La principale raison qui pousse un producteur à s’équiper, c’est la disponibilité des outils pour pouvoir fertiliser les champs au moment voulu.

La principale raison qui pousse un producteur à s’équiper, c’est la disponibilité des outils pour pouvoir fertiliser les champs au moment voulu.

Épandage de fertilisant : déléguer ou prendre les commandes?

Lorsque vient le temps de renouveler leur équipement ou de revoir leur gestion des fertilisants, les producteurs se posent souvent la même question : devrais-je travailler avec un forfaitaire ou m’équiper moi-même?

Selon les interlocuteurs consultés par L’UtiliTerre, le choix de la stratégie la plus économique pour un producteur dépend d’une série de facteurs.

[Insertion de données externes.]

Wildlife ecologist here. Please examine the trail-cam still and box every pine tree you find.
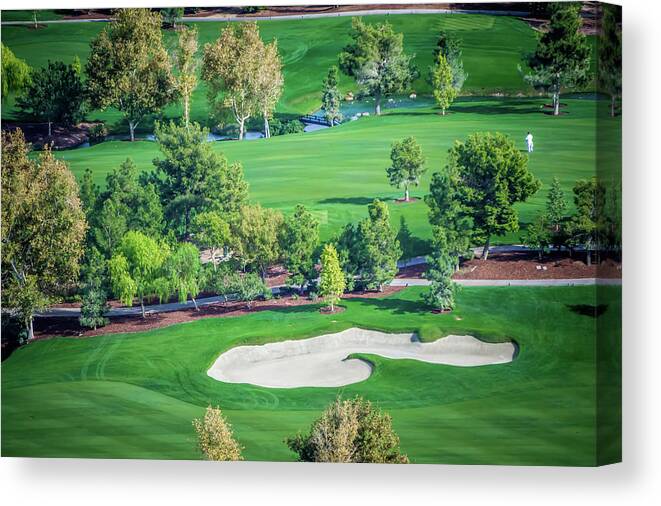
[321,65,342,126]
[319,244,345,313]
[432,53,457,116]
[423,227,458,311]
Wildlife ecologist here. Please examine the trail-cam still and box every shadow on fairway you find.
[354,298,431,315]
[567,304,608,318]
[317,197,374,206]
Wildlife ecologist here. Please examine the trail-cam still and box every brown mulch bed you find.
[34,286,403,339]
[2,121,96,149]
[454,252,622,279]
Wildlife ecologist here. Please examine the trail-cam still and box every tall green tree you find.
[78,246,110,330]
[108,230,172,318]
[431,53,457,116]
[422,227,458,311]
[433,31,468,94]
[0,44,30,102]
[597,4,622,117]
[386,137,427,202]
[232,204,284,279]
[174,26,199,126]
[425,166,473,270]
[160,7,184,30]
[202,23,264,140]
[319,244,346,313]
[254,40,285,139]
[286,397,409,464]
[525,2,591,116]
[568,178,606,265]
[340,18,417,115]
[0,129,87,339]
[192,211,231,271]
[447,132,541,260]
[282,204,319,292]
[338,199,402,291]
[17,61,84,137]
[165,242,203,311]
[321,65,342,127]
[85,9,177,141]
[150,122,248,239]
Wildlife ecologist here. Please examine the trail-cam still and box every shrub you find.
[286,397,409,464]
[193,406,243,461]
[88,123,108,144]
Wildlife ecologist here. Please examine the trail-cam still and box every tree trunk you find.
[239,119,246,141]
[264,114,271,139]
[25,315,34,341]
[553,92,560,116]
[482,236,491,260]
[184,95,190,128]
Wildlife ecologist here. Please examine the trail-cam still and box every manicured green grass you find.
[0,9,62,21]
[2,287,621,466]
[57,98,621,248]
[2,14,535,126]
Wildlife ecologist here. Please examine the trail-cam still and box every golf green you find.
[50,98,622,253]
[2,287,621,466]
[2,13,584,123]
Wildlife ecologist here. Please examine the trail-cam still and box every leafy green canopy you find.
[386,137,427,202]
[446,132,541,258]
[282,204,319,287]
[17,61,84,136]
[339,18,418,114]
[319,244,346,312]
[287,397,409,464]
[337,199,402,291]
[433,31,468,94]
[0,44,30,101]
[85,9,177,140]
[525,3,591,115]
[149,122,248,238]
[1,129,87,338]
[321,65,342,126]
[108,230,171,318]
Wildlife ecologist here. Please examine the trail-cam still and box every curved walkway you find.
[37,278,622,318]
[2,9,530,26]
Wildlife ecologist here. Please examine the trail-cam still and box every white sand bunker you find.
[208,328,516,388]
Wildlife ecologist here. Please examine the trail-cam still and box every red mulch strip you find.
[454,252,622,279]
[34,286,404,339]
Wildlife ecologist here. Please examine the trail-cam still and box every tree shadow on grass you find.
[317,197,374,206]
[567,304,608,318]
[353,298,431,315]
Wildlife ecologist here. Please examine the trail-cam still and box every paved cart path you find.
[2,9,530,25]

Selon Gérald Villeneuve, agronome au club-conseil AGEO-Club, la principale raison qui pousse un producteur à s’équiper, c’est la disponibilité des outils pour pouvoir fertiliser les champs au moment voulu.

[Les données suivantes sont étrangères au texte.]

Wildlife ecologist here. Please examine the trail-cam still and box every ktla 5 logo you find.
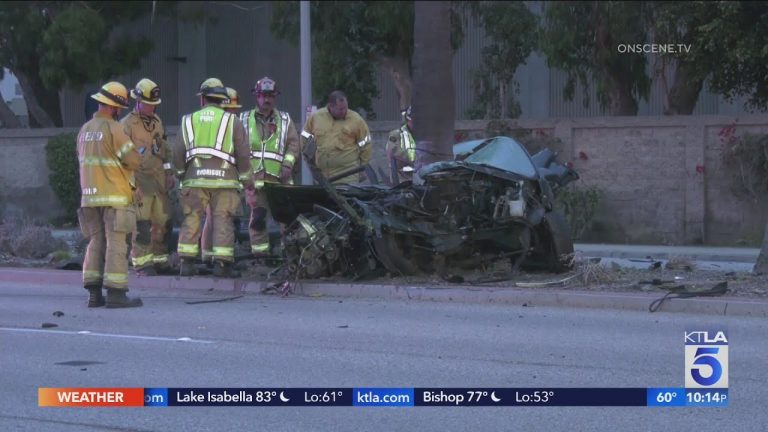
[685,330,728,388]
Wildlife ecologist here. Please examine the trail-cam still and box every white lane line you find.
[0,327,214,344]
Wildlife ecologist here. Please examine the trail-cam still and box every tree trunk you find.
[0,96,21,129]
[413,1,456,170]
[13,70,62,128]
[376,56,413,111]
[499,80,507,119]
[664,62,704,115]
[752,219,768,273]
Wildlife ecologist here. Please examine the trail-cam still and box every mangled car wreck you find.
[265,137,578,279]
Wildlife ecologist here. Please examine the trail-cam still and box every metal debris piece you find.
[184,295,243,304]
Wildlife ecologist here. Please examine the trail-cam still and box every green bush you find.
[45,133,80,222]
[555,184,603,240]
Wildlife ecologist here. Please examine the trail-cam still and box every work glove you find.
[280,165,293,182]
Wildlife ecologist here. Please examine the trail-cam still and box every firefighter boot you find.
[179,258,197,276]
[107,289,144,309]
[85,285,105,307]
[213,260,240,278]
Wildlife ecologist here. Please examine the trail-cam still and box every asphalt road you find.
[0,282,768,431]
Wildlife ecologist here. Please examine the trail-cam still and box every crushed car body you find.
[265,136,579,279]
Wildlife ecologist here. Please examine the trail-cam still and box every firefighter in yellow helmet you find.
[77,81,142,308]
[120,78,175,276]
[301,90,373,183]
[173,78,252,277]
[200,87,243,264]
[240,77,299,258]
[387,107,416,186]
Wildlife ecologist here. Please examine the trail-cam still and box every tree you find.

« La plupart des producteurs font leur épandage durant les mêmes périodes au printemps et à l’automne, explique-t-il. Comme les forfaitaires sont très occupés durant cette période, il y a des chances que l’opération ne soit pas faite au meilleur moment. »

Il en va de même pour ceux qui fertilisent leurs champs après chaque coupe d’herbes fourragères, souligne pour sa part Claude Decelles, gérant de territoire chez GEA. « Quand je viens de faire les foins, c’est le lendemain qu’il faut être dans le champ pour l’épandage, dit-il. Si le forfaitaire n’est pas disponible, on perd en rendement parce que l’herbe ne récupérera pas aussi rapidement même si on épand après deux ou trois jours. »

Mais le choix d’un forfaitaire ou d’une acquisition dépend aussi de la taille de la ferme, indique Gérald Villeneuve. « Pour certains, c’est une question de gestion de l’équipement et du temps, dit l’agronome. Un forfaitaire peut vider deux ou trois fosses en une ou deux journées, alors que pour l’exploitant, ça peut prendre plusieurs jours. »

En contrepartie, cette rapidité a un prix, rappelle-t-il. « Avoir une grosse citerne dans le champ augmente la compaction, souligne M. Villeneuve. Certains préfèrent travailler seulement avec leur tracteur et des tuyaux pour limiter celle-ci. »

L’option de la CUMA

Il se trouve qu’il existe une troisième option, mitoyenne : les coopératives d’utilisation de matériel agricole (CUMA). En se regroupant en CUMA, les producteurs peuvent partager les coûts d’acquisition de l’équipement tout en coordonnant son utilisation.

Une option issue d’Europe que les producteurs québécois gagneraient à évaluer, selon Richard Caron, responsable de la région du Bas-du-Fleuve chez Kuhn. « Les regroupements de producteurs vont habituellement opter pour des modèles plus polyvalents afin de répondre aux besoins de chacun des membres », dit-il. Il précise d’ailleurs que plusieurs forfaitaires ont adopté ce modèle pour faire des affaires.